Every day is special to leukemia survivor



Carly Knapp’s kids and husband may have been planning something for her on Mother’s Day last Sunday, but to her it was just another day to treasure.

In five years spanning most of the mid-1990s, her mother and father died, her younger sister fought a serious illness, and Knapp herself battled a potentially fatal disease. During and after those life-changing experiences, Knapp learned that every day is special.

“My focus, like a lot of people’s, is on day-to-day living and wanting to be with the people I love,” Knapp said.

She also has a strong desire to “give back.” Last week, she received the keys to the first office of her counseling practice in Federal Way. Partly because of her own experiences with death and sickness and the strength she drew from other people, Knapp, who turned 52 yesterday, has become a licensed mental health counselor. She plans to eventually specialize in cases involving grief and chronic or terminal illnesses.

“When my mom was dying (from lymphoma, a form of cancer) and I went through my own illness, I was struck by the need for this type of service –– for emotional connections,” she said. “I can never say in words how much I appreciated the help I received from so many people. I hope I can do the same for others.”

Knapp’s premature faceoff with mortality began in December 1992 when she was diagnosed as having leukemia. Her children were 6 and 8 years old. Death was out of the question for her, but the preferred answer didn’t come easily.

Doctors told Knapp that a bone marrow transplant was her only hope. A national search began for a matching donor. Locally, in efforts chronicled in newspaper coverage, the PTA at the elementary school her kids attended at the time –– Twin Lakes –– sponsored a blood drive at which 200 or so people were tested as possible bone marrow donors. Marine View Presbyterian Church and a running club Knapp belonged to organized similar help.

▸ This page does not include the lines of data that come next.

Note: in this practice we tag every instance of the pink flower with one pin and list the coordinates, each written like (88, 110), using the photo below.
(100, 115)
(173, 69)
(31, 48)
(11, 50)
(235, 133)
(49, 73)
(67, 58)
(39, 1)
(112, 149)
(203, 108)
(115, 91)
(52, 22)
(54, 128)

Finally, Knapp underwent a successful transplant in July 1994 from her sister, Christi Mihelitch –– once considered an unlikely source because of her own struggle with Hodgkin’s disease. But doctors ruled Christi, who’s six years younger than Knapp, was healthy enough to be a donor for the surgery at Fred Hutchinson Cancer Center in Seattle.

Through everything, “the support I got from the community and so many different people was tremendous,” Knapp recalled.

It helped buoy her through her father’s death six months before the transplant and her own recovery period. Those experiences, plus her mother’s death in 1989, motivated Knapp, a longtime dental assistant, to reassess some of her life goals.

Showing the determination of the marathon runner she’d been before getting sick, Knapp used the down time during her illness to study for a career in crisis counseling, starting at the University of Washington-Tacoma and continuing at Seattle University and Pacific Graduate Institute in Santa Barbara, Calif.

“She’s done a lot and overcome a lot. We’re proud of her,” said her husband, Wayne –– a sentiment shared, no doubt, by daughter, Kami, 20, a student at Seattle U., and son Kenny, 18, who works in Wayne’s contractor business.